Surtout, ne parlons pas de racisme | L’actualité
Le gouvernement du Québec s’apprête à lancer une consultation sur le racisme et la discrimination systémique.
Ça, c’est la version officielle, mais Jean-François Lisée voit clair dans le jeu des libéraux. Ce n’est pas une consultation, oh non, c’est un «procès que le Parti libéral veut faire aux Québécois». On veut vous faire passer pour des racistes, mesdames et messieurs! C’est un procès, c’est le Nuremberg des pauvres!

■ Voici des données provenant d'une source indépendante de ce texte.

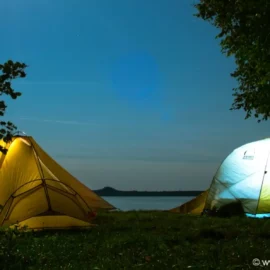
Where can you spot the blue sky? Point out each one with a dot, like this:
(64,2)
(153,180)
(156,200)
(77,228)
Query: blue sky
(129,94)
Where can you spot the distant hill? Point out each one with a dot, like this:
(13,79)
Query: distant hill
(109,191)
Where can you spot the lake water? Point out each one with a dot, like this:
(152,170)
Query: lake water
(146,203)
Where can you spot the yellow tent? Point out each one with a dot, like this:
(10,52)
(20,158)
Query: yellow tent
(194,206)
(37,192)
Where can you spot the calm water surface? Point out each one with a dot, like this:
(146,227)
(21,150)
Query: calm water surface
(146,203)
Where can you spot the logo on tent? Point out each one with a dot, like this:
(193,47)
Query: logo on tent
(249,155)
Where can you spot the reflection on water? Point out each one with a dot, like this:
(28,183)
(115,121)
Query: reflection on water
(146,203)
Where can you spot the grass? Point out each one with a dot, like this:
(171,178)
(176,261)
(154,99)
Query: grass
(142,240)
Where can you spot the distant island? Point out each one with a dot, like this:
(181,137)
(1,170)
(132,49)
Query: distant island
(109,191)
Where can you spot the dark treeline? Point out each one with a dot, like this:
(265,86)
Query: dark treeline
(108,191)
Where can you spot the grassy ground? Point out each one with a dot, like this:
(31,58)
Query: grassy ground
(142,240)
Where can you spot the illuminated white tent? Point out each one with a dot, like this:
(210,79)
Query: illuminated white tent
(242,180)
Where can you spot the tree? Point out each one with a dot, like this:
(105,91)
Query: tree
(8,72)
(245,34)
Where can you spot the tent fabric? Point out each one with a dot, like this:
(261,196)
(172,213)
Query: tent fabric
(242,180)
(36,190)
(194,207)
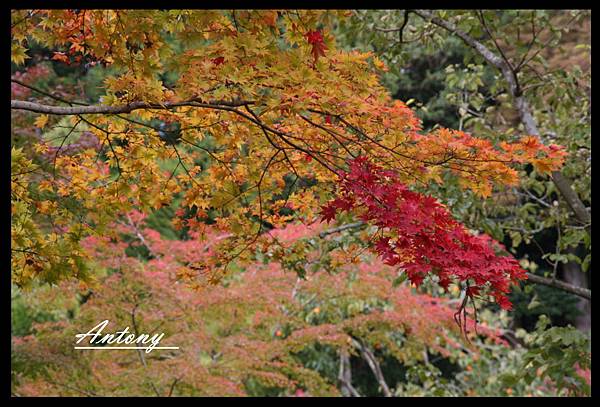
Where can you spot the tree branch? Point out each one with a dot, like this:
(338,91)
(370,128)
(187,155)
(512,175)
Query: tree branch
(579,291)
(128,108)
(345,376)
(374,365)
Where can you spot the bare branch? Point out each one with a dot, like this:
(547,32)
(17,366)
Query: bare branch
(579,291)
(373,363)
(345,376)
(521,104)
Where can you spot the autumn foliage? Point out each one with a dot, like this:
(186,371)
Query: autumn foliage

En réponse, le premier ministre Philippe Couillard a choisi la voie de la raison, et il a expliqué son projet sur un ton posé.
…
BEN NON! Je vous niaise! On est au Québec, et on parle de racisme et d’identité. Couillard a donc choisi de qualifier le chef péquiste de «négationniste», un terme juste un tantinet connoté. Négationniste, parce que Jean-François Lisée et le gars louche qui essaie de te convaincre qu’Hitler avait quand même quelques bonnes idées: même combat!
Un autre débat bien engagé pour le Québec. Merci pour votre beau travail, les boys.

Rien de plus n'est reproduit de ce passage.